A small girl with profound intellectual disabilities is clutched by her young mother. She tells us: her husband, an alcoholic, rarely works. Leaving home a slightly older son to tend her daughter, she sets out each day scouring for agricultural wage work. If lucky, she finds employment at dirt wages seven days a month. How can she feed her children without any social assistance?

Sushila, an ageing blind single woman lives alone, with no one to take care of her. She applied for pension years ago. She pleads often with village officials, but in vain. She has no option but to survive by begging.

Both Bhoopati and her husband are physically challenged. They managed to get their daughter married, but her husband deserted her and she returned home. Their eldest son fell mentally ill. They briefly received a government monthly pension of a thousand rupees, but this abruptly stopped. Their only sustenance now is 20 kilograms of PDS rice at one rupee a kilogram.

Complaints of pensions suddenly being terminated resound through the hearing. A painstakingly manicured transgendered person speaks of the Tamil Nadu pension for trans-people suddenly being terminated.

Vedi is a young man on a wheelchair, both his legs enfeebled by childhood polio. He reports paying a bribe of Rs.10000 to get his pension sanctioned, and Rs.5000 for an MGNREGA job-card, but both to no avail. Charges of bribes spring up over and over again before the panel. A woman widowed nine years earlier, who lives with her 85-year-old widowed mother-in-law, claims that village officials ask for Rs.5000 to sanction the pension, and Rs.50 from each release, even when it comes through the bank.

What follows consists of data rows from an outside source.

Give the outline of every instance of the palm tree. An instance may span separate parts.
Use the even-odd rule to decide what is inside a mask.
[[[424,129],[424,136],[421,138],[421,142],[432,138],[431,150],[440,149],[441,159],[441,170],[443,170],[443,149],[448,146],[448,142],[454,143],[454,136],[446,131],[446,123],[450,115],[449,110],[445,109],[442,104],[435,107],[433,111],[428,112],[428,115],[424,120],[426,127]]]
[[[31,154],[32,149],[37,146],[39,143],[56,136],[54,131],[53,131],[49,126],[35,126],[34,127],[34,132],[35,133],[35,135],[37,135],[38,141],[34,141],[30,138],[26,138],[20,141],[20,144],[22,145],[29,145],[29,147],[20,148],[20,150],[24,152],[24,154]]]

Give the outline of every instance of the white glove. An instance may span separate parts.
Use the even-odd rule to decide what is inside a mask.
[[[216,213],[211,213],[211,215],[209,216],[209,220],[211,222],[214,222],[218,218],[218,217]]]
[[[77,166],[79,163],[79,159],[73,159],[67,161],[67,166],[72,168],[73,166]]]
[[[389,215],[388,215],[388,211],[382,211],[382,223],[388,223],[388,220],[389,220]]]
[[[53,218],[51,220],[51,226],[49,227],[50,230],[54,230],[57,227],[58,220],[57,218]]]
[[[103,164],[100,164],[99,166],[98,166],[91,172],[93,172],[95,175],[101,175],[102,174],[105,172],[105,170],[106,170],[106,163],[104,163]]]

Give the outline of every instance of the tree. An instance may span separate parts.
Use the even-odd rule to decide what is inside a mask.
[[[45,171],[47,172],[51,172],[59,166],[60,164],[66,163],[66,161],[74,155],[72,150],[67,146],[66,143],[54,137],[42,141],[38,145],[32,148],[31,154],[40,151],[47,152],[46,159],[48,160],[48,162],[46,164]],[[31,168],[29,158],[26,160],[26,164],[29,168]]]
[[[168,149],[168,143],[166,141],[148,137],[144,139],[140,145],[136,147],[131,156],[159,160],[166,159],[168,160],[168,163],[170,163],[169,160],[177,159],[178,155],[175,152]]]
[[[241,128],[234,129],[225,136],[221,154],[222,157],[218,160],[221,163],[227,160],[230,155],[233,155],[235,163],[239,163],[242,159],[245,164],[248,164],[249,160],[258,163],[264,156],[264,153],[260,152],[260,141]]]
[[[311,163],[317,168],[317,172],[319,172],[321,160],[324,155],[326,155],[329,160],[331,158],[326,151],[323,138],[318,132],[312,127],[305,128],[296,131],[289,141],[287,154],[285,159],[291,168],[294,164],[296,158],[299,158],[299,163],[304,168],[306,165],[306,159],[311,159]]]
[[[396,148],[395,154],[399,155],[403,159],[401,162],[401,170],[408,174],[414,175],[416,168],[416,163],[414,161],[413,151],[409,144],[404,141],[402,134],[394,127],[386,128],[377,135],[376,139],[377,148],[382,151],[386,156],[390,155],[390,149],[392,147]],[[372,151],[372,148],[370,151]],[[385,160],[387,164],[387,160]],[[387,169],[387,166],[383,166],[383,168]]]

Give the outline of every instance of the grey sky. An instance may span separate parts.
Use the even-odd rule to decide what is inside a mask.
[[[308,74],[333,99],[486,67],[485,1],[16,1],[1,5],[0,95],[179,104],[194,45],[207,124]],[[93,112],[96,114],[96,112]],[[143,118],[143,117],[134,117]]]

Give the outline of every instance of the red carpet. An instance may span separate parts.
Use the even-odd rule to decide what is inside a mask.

Anjali was 23-years-old when her husband abandoned her with two small children. She is unable to send them to school. Lakshmi is even younger, holding an infant. Her husband died during her first pregnancy. She is illiterate and can only earn a living through wage work in construction sites. But where can she leave her baby? When she applies for pension, she is told she is underage to qualify, although rules in Tamil Nadu allow for pensions for widows as young as 18 years. But only on paper.

Many old people are also turned away because they have adult sons. “Why can’t your sons look after you?” officials ask them. Their pleas that their sons refuse to provide for them — being too poor, or alcoholics, or just uncaring — fall on deaf years. Again the rules, both central and state, don’t disqualify old people with adult sons for pensions. But in practice, a majority of those who spoke to us said this was the ground to turn them away.

Banyan, a wonderful organisation, rescues homeless mentally-ill women from streets in Chennai. Many ultimately remember who they are, and are welcomed back by their families. But several others remain abandoned and Banyan has settled them in protected communities. They remain seriously disabled, but officers cannot ‘see’ the disability, therefore none of them qualify for pensions.

Rajani was seven years in a mental hospital. She is much better now, but remains an epileptic. Her husband has gone blind, and their younger son also suffers epileptic fits. The pension they got was vital for the family’s survival, but it was again abruptly stopped a year earlier, and they are in dire straits.

Many people from a nomadic community also speak to us. “We used to be hunters, today we are regarded as thieves”. With no permanent home, they try to live by selling beads. They bathe in water which drips from sewer pipes. They have no pensions when they age, no ration cards, no voter cards.

Tamil Nadu is long regarded to run the finest social protection schemes in the country. But as the stories continued to pour in, the worrying picture emerged of this once model government also withdrawing stealthily from social protection, aggravated by its delivery systems mired in corruption. Through these fissures, growing numbers of the state’s most vulnerable populations are falling through the cracks, into desperate and hopeless destitution.

The views expressed here are personal.